ISO認証とは?取得手順とメリット・デメリットを徹底解説

商品の広告や企業ホームページなどで、ISO認証という文字を目にしたことがある方は多いでしょう。しかし、ISO認証の内容についてよく知っているという方は少ないのではないでしょうか。
ISO認証は、専門機関によって認められた製品やシステムに与えられるもので、取得には複数のメリットが期待できます。
そこで、今回はISO認証について、概要や種類、取得によるメリット・デメリット等詳しくご説明しましょう。

目次

ISOとは

まずは、ISOとISO認証の内容および対象についてご紹介しましょう。

ISOとは国際標準化機構のこと

ISOとは、国際標準化機構「International Organization for Standardization」の略称です。ISOの主な活動は、国の垣根を越えた国際的な規格を決定することです。国際規格を定めることによって、円滑な国際的取引や製品の均質化を図ることが、ISOの規格決定活動における目的です。ISOに規格認定された製品は「ISO認証」を名乗ることが可能となり、多くのメリットを享受できます。

ISO認証の対象は「製品」と「仕組み」

ISOが規格認定を行う対象は、「製品」と「マネジメントシステム」の2種類に分けられます。

① 製品のISO認証

ISOによる製品に対する国際的な規格認証のことを指します。これは「モノ規格」とも呼ばれます。

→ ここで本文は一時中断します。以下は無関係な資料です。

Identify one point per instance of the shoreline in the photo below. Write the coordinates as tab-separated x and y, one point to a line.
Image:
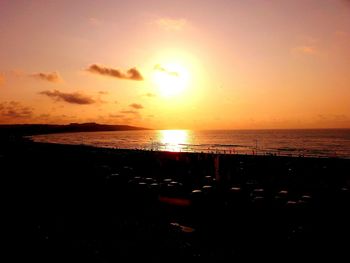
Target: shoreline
101	205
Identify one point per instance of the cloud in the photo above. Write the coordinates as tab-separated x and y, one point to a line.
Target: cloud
14	109
116	116
162	69
136	106
150	95
95	21
53	77
131	74
308	50
2	79
171	24
73	98
129	112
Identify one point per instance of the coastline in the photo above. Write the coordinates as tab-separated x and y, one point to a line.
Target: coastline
104	204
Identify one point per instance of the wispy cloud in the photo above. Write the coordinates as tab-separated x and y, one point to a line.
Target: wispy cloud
131	74
2	79
169	72
340	33
73	98
95	21
150	95
136	106
14	109
53	77
171	24
130	112
116	116
308	50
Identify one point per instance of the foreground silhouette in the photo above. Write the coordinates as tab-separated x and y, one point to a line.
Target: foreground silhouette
85	204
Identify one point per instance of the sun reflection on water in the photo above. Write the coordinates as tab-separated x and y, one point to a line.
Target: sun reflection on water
174	140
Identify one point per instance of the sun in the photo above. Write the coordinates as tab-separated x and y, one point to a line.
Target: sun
171	79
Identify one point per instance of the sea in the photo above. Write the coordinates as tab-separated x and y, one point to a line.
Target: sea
309	143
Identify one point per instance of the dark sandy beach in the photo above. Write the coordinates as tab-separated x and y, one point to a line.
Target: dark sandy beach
88	204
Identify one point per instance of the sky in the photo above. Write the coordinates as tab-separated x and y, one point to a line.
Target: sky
184	64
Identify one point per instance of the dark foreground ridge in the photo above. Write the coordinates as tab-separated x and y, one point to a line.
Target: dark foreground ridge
17	130
84	204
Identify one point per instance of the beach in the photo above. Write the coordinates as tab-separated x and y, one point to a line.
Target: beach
101	205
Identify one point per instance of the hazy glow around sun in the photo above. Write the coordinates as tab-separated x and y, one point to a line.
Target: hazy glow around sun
170	78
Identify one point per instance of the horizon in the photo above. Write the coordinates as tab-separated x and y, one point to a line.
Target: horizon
228	65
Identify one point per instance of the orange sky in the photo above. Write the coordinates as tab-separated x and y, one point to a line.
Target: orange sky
177	64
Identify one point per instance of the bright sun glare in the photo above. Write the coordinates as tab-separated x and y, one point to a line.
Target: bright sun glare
171	79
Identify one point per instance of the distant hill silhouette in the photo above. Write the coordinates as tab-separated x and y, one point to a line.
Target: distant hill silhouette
35	129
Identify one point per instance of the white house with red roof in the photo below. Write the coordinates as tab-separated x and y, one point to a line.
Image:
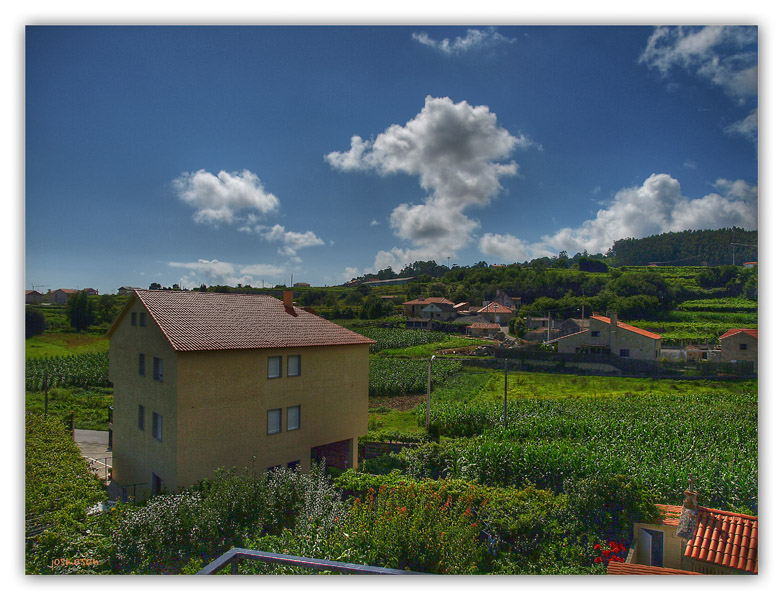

例: 非常口マーク (ISO7010)、ネジ (ISO68)、クレジットカード等のサイズ (ISO/IEC7810)

② マネジメントシステムのISO認証

組織の活動を管理・運用するための仕組みに対する国際的な規格認証のことを指します。こちらは「マネジメントシステム規格」とも呼ばれます。

例: 品質マネジメントシステム (ISO9001)、環境マネジメントシステム (ISO14001)、食品安全マネジメントシステム (ISO22000)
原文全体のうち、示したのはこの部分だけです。